There were always fish nets wrapped around jacket legs of platforms. When going down a leg in heavy seas, had to carry a spare knife on a lanyard just to make sure I could cut the fish nets and hooks loose. Repairs at night under export buoys, off a Brown and Root derrick barge is not fun, especially with 15’ seas. Did you ever mix your own gas while working with someone who doesn’t know whether to add oxygen to helium or the other way?

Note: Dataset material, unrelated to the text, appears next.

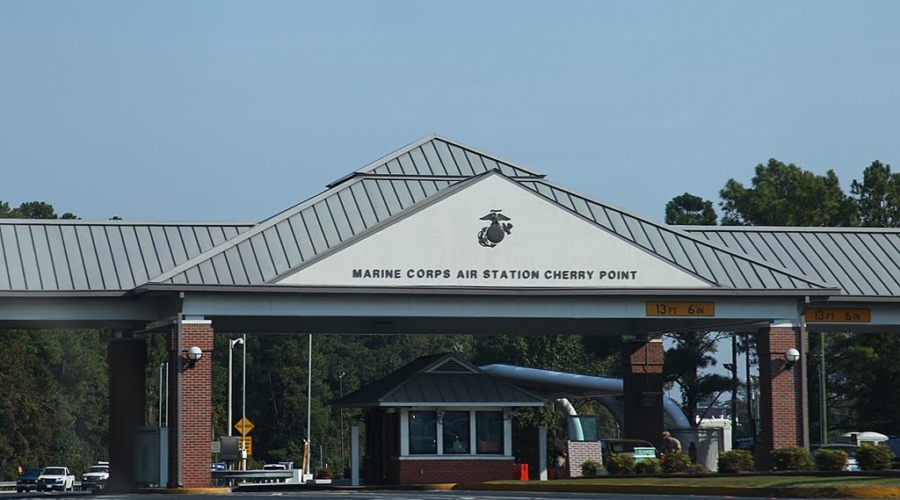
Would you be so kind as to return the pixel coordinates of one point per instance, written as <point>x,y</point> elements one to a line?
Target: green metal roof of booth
<point>440,380</point>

Nearly got swept away by the current because the tenders didn’t know north from south. Handled the explosives and blasting caps like “just another piece of gear.” Open shunts. Tried to take caps down to 120’. Too much crazy crap! No help blasting coral reefs. Never could teach them how to sever a conductor pipe after a rig moved off location. The rig hands always stored (hid) the blasting caps at one end of the rig. Det cord at another. 2 part explosive, really hidden. This stuff we were using was 3 times more powerful per pound than C4. Totally safe, except for air travel when not mixed. A corrosive and a gel. We used 50 lbs. in a makeshift container. Turned a couple of knots in the det cord, inserted, and sealed her up. Lowered that puppy down the inside of the pipe to 5’ below the seabed and tied her off. Taped a #6 blasting cap to the cord and ran 500’ of wire on the deck, back to front and back again. Attached the blaster. Cut loose the mooring. Drifted to the end and BLASTO! The fishermen loved us;) Sometimes a plume of water over 100’. Once this huge 36" diameter solid piece of steel and concrete came out of the water about 10’ higher than it was before. Then it settled back down, and I thought O-S… But the current gradually pushed it over.
That’s enough for this old fart tonight.
I basically saved some coin to go back to school. Came back to the states and got a degree in Engineering.
Was that good luck or bad luck?
Anybody else out there with a war story?
If you don’t believe mine, I can show you my dive log, but you have to buy the beer.